So do people containerize databases in production these days? I thought a couple...

imcritic · 2025-08-18T01:05:29 1755479129

Depends on the scale. Something small is okay to keep in containers. If you want to push performance to the limits - you definitely will run your DBMS outside a container.

fillest · 2025-08-19T10:16:23 1755598583

Services should be decoupled from OS distro dependencies as much as possible, otherwise you will be bitten at an unexpected moment (e.g. upgrading your distro packages) by some problem like this https://wiki.postgresql.org/wiki/Locale_data_changes

This can be solved by building statically (or using something like Nix) or by at least using containers.

lukaslalinsky · 2025-08-19T12:41:17 1755607277

I do, but I take a very cautious approach. I run a custom image with PostgreSQL and Patroni on Kubernetes, no operator, each replica has it's own StatefulSet tied to a specific node. There is very little automation, but it still better than running PostgreSQL outside of Kubernetes. I get the benefit of simplified monitoring, log handling, request routing, while still having very static resource assignments.

tekno45 · 2025-08-18T04:12:02 1755490322

To host it in an orchestrator your cluster has to be more available than your DB.

you want 3 9s of availability for your DBs maybe more.

Then you need 4 9s for your cluster/orchestrator.

If your team can make that cluster, then it makes more sense to put all under one roof then develop a whole new infrastructure with the same level of reliability or more.

GauntletWizard · 2025-08-18T04:44:45 1755492285

This is a persistent myth that is just flat out wrong. Your k8s cluster orchestrator does not need to be online very often at all. The kube proxies will gladly continue proxying traffic as last they best know. Your containers will still continue to run. Hiccups, or outright outages, in the kubi API server do not cause downtime, unless you are using certain terrible, awful, no good, very bad proxies within the cluster (istio, linkerd).

tekno45 · 2025-08-18T05:28:25 1755494905

Your CONTROL PLANE doesn't immediately cause outages if it goes down.

But if your workloads stop and can't be started on the same node you've got a degradation if not an outage.

lukaslalinsky · 2025-08-19T13:16:05 1755609365

What alternatives do you have? No matter which system you are using, database failovers will require external coordination. We are talking about PostgreSQL, so that normally means something like Patroni with an external service (unless you mean something manual). I find it easier to manage just one such service, Kubernetes, and using it for both running the database process as well as coordinating failovers via Patroni.

GauntletWizard · 2025-08-18T16:20:31 1755534031

Yes, but that's workloads || operator, not workloads && operator - you don't need four nines for your control plane just to keep your workloads alive. Your control plane can be significantly less reliable than your workloads, and the workloads will keep serving fine.

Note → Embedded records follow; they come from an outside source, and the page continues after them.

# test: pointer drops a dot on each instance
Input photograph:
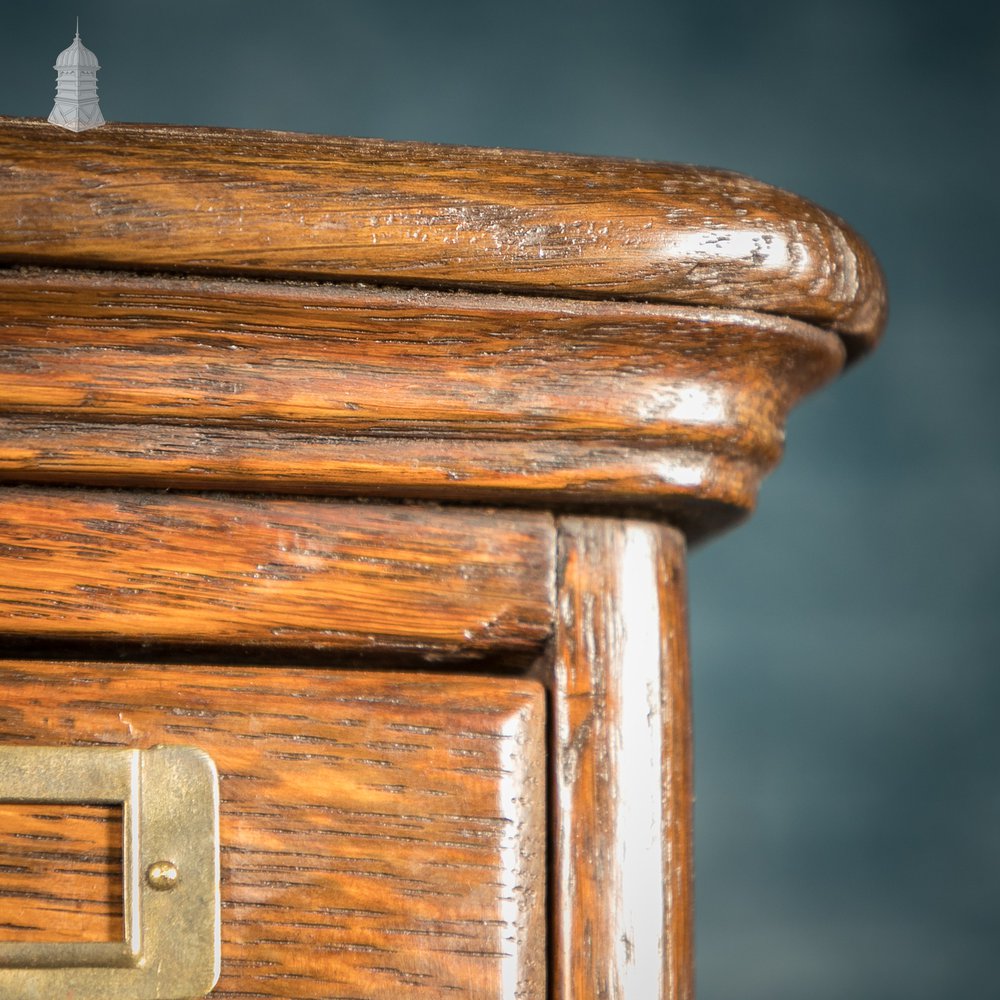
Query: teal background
(845, 640)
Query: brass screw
(162, 875)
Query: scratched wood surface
(61, 872)
(206, 383)
(621, 765)
(383, 835)
(276, 203)
(82, 564)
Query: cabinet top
(285, 205)
(354, 317)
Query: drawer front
(252, 572)
(382, 835)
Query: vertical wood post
(622, 765)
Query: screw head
(162, 875)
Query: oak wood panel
(621, 765)
(316, 574)
(276, 203)
(383, 835)
(61, 872)
(205, 383)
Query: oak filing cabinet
(346, 490)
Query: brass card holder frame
(170, 815)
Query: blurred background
(845, 640)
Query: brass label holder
(170, 813)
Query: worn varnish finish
(276, 203)
(278, 572)
(382, 834)
(61, 873)
(201, 383)
(621, 765)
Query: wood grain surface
(382, 835)
(207, 383)
(280, 204)
(81, 564)
(621, 765)
(61, 872)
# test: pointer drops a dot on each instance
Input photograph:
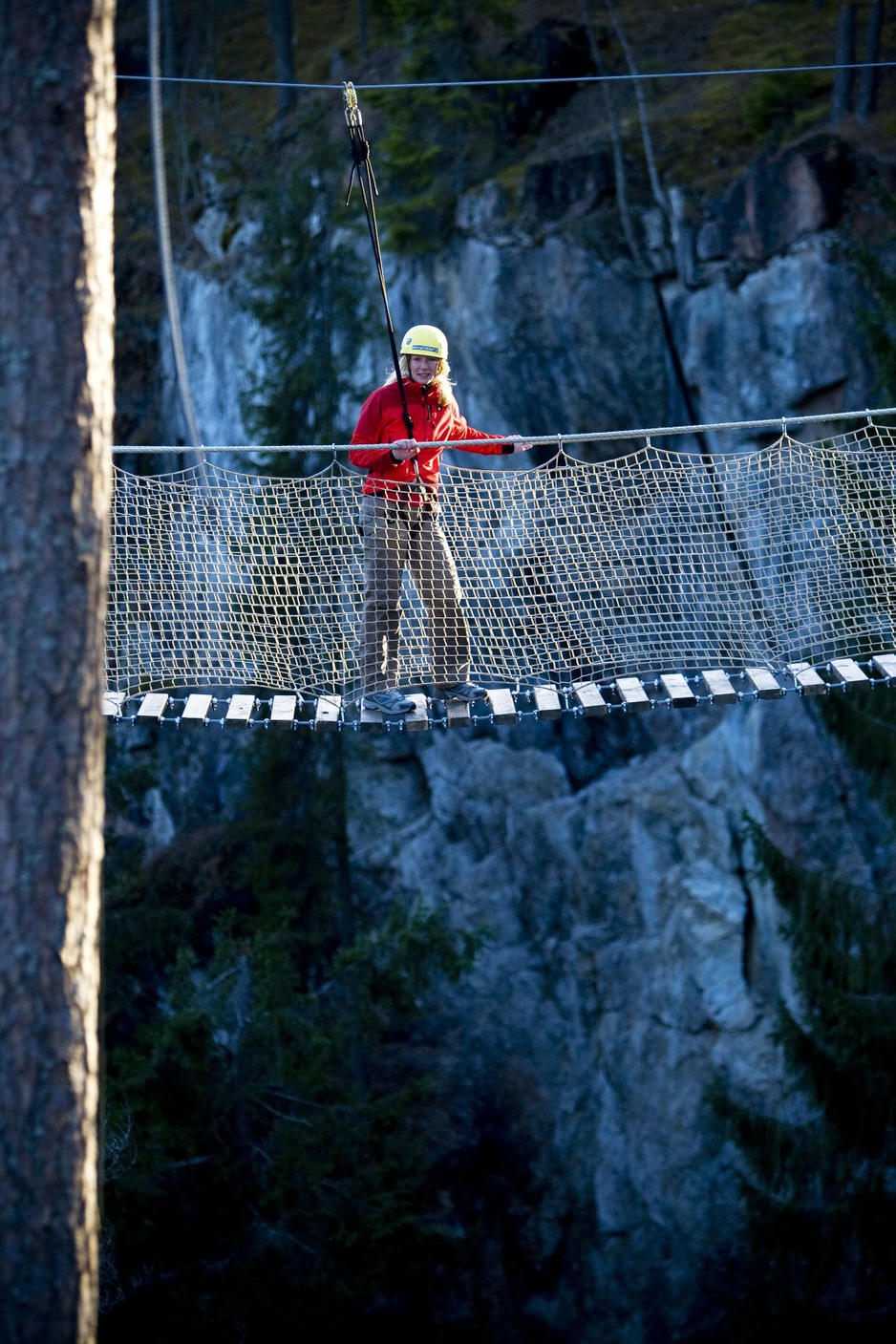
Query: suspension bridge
(658, 577)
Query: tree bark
(56, 306)
(842, 98)
(281, 32)
(868, 79)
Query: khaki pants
(396, 538)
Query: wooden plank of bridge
(719, 687)
(587, 695)
(633, 693)
(154, 706)
(240, 712)
(283, 712)
(764, 683)
(327, 713)
(846, 671)
(678, 690)
(197, 710)
(547, 702)
(806, 679)
(885, 664)
(418, 719)
(459, 714)
(502, 706)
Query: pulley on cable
(363, 171)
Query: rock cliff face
(552, 331)
(634, 963)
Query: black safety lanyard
(363, 169)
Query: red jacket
(380, 422)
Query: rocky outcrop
(224, 346)
(634, 963)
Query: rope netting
(651, 562)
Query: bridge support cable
(585, 571)
(164, 231)
(363, 171)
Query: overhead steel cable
(627, 76)
(164, 227)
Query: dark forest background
(281, 1156)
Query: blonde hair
(442, 380)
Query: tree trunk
(56, 165)
(845, 55)
(868, 79)
(281, 32)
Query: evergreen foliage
(437, 142)
(821, 1196)
(270, 1128)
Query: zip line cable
(524, 79)
(363, 171)
(164, 227)
(606, 436)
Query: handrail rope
(534, 79)
(595, 437)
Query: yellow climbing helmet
(425, 340)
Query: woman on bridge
(399, 523)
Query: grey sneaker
(387, 702)
(463, 691)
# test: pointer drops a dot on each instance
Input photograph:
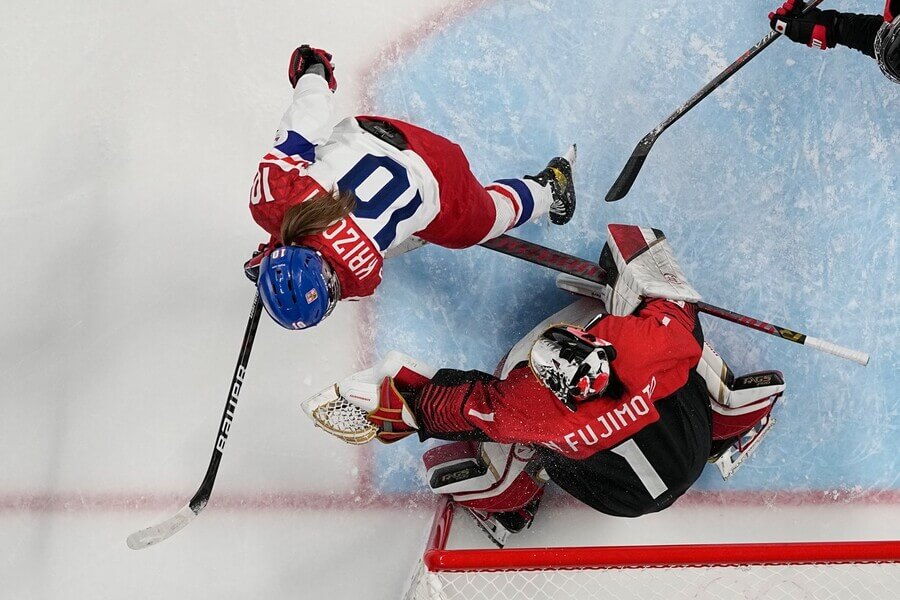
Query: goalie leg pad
(641, 264)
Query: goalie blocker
(633, 447)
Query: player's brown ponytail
(315, 215)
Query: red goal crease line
(437, 558)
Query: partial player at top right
(874, 35)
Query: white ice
(129, 133)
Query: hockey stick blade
(630, 172)
(158, 533)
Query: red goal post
(819, 570)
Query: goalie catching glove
(371, 404)
(640, 264)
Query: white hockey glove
(370, 404)
(640, 264)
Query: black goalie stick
(181, 519)
(626, 178)
(585, 269)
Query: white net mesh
(774, 582)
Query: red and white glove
(380, 393)
(305, 57)
(815, 28)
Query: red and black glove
(305, 57)
(816, 28)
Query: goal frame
(438, 558)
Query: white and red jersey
(398, 188)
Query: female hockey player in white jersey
(621, 410)
(336, 198)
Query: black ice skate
(499, 526)
(558, 175)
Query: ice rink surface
(130, 136)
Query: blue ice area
(778, 192)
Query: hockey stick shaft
(579, 267)
(157, 533)
(630, 172)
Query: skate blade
(728, 464)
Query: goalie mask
(572, 363)
(887, 42)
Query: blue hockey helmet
(297, 287)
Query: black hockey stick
(626, 178)
(181, 519)
(585, 269)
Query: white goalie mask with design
(572, 363)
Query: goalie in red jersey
(336, 198)
(622, 410)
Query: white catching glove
(640, 264)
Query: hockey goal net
(770, 571)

In real practice, it's so cheap to keep your operator running redundantly, that it's probably going to have more nines than your workloads, but it doesn't need to be

tekno45 · 2025-08-18T16:48:17 1755535697

You're assuming a static cluster.

In my world scaling is required. Meaning new nodes and new pods. Meaning you need a control plane.

Even in development, no control plane means no updates.

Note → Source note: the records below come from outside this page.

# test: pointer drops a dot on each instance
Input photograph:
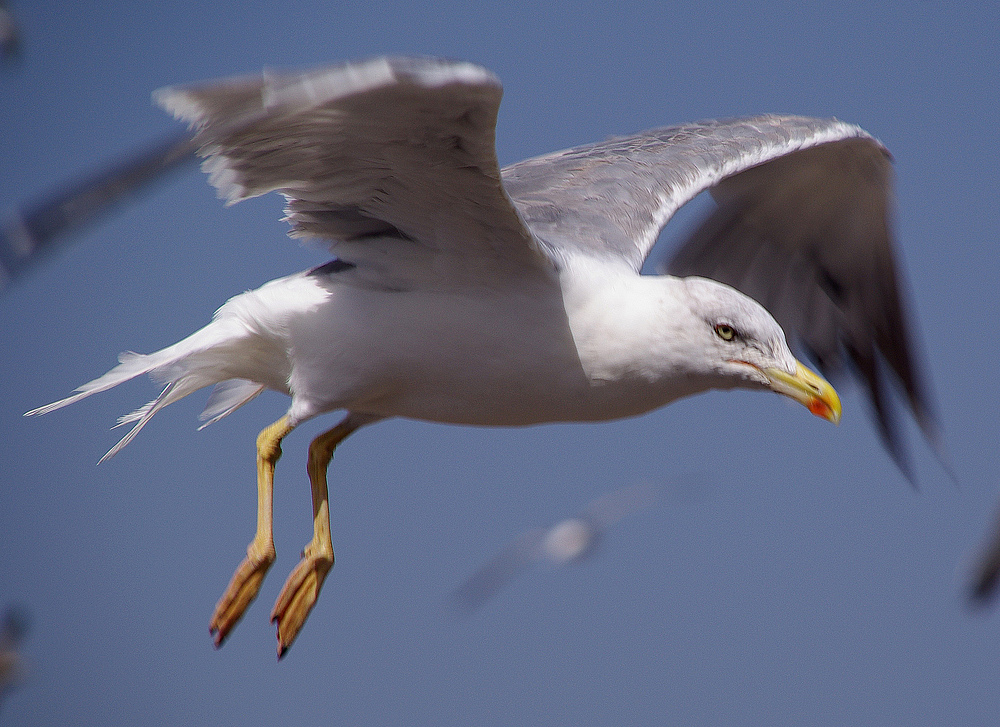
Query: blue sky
(805, 582)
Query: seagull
(462, 293)
(29, 233)
(572, 540)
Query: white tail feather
(194, 363)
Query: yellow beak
(809, 389)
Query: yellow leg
(302, 587)
(249, 575)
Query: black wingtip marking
(334, 266)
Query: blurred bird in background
(572, 540)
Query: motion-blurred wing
(37, 228)
(809, 236)
(521, 553)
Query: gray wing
(612, 198)
(35, 229)
(392, 147)
(802, 226)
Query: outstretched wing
(809, 236)
(802, 225)
(390, 147)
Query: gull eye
(725, 331)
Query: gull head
(735, 342)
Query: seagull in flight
(464, 293)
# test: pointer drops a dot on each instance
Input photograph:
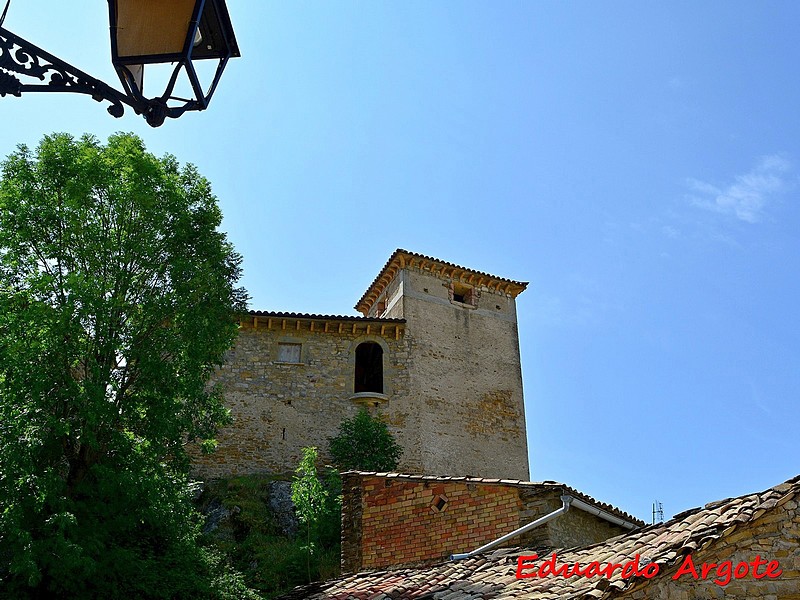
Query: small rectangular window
(289, 353)
(463, 294)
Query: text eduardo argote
(722, 573)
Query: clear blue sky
(637, 162)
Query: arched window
(369, 368)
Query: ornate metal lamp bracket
(24, 58)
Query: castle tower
(464, 380)
(435, 354)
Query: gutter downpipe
(577, 503)
(566, 501)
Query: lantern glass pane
(152, 27)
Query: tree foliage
(317, 505)
(364, 443)
(117, 297)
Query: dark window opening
(463, 294)
(369, 368)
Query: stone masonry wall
(278, 408)
(398, 521)
(774, 536)
(464, 366)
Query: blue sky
(637, 162)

In production, no scaling means im going to have a user facing issue at the next traffic spike

GauntletWizard · 2025-08-18T17:04:05 1755536645

I am 100% certain I live more in that world than you; You can check my resume if you want to get into a dick waving contest.

What I'm saying is that the two probabilities are independent, possibly correlated, but not dependent. You need some number of nines in your control plane for scaling operations. You need some number of nines in your control plane for updates. These are very few, and they don't overly affect the serving plane, so long as the serving plane is itself resilient to the errors that happen even when a control plane is running, like sudden node failure.

Proper modeling of these failure conditions is not as simple as multiplying probabilities. The chance of failures in your serving path goes up as the time between control plane readiness goes up. You calculate (Really, only ever guesstimate, but you can get some good information for those guesses) the probability of a failure in the serving plane (incl. increases in traffic to the point of overload) before the control plane has had a chance to take actions again, and you worry about MTTF and MTBR of the control plane more than the "Reliability" - You can have a control plane with 75% or less "uptime" by action failure rate but that still takes actions on a regular cadence and never notice.

You can build reliable infrastructure out of unreliable components. The control plane itself is an unreliable component, and you can serve traffic at massive scale with control planes faulty or down completely - Without affecting serving traffic. You don't need more nines in your control plane than your serving cluster - That is the only point I am addressing/contesting. You can have many, many less and still be doing right fine.

qskousen · 2025-08-18T00:19:05 1755476345

I also would like to know this, I was just told that databases should be outside the cluster a couple days ago by someone with a decade of K8s experience.

5Qn8mNbc2FNCiVV · 2025-08-19T02:06:40 1755569200

Well, CloudnativePG exists and it works really really well. At some point if you can afford to have someone manage your databases separately from your applications, you can think about putting it outside the cluster but I'd wager at some point you've got enough experience with running your DB with an operator that you can keep running it in the cluster.

Atotalnoob · 2025-08-18T02:37:31 1755484651

Generall, yes.

Unless you have a dedicated team to do the stuff for you.

Crunchydata is a good starting point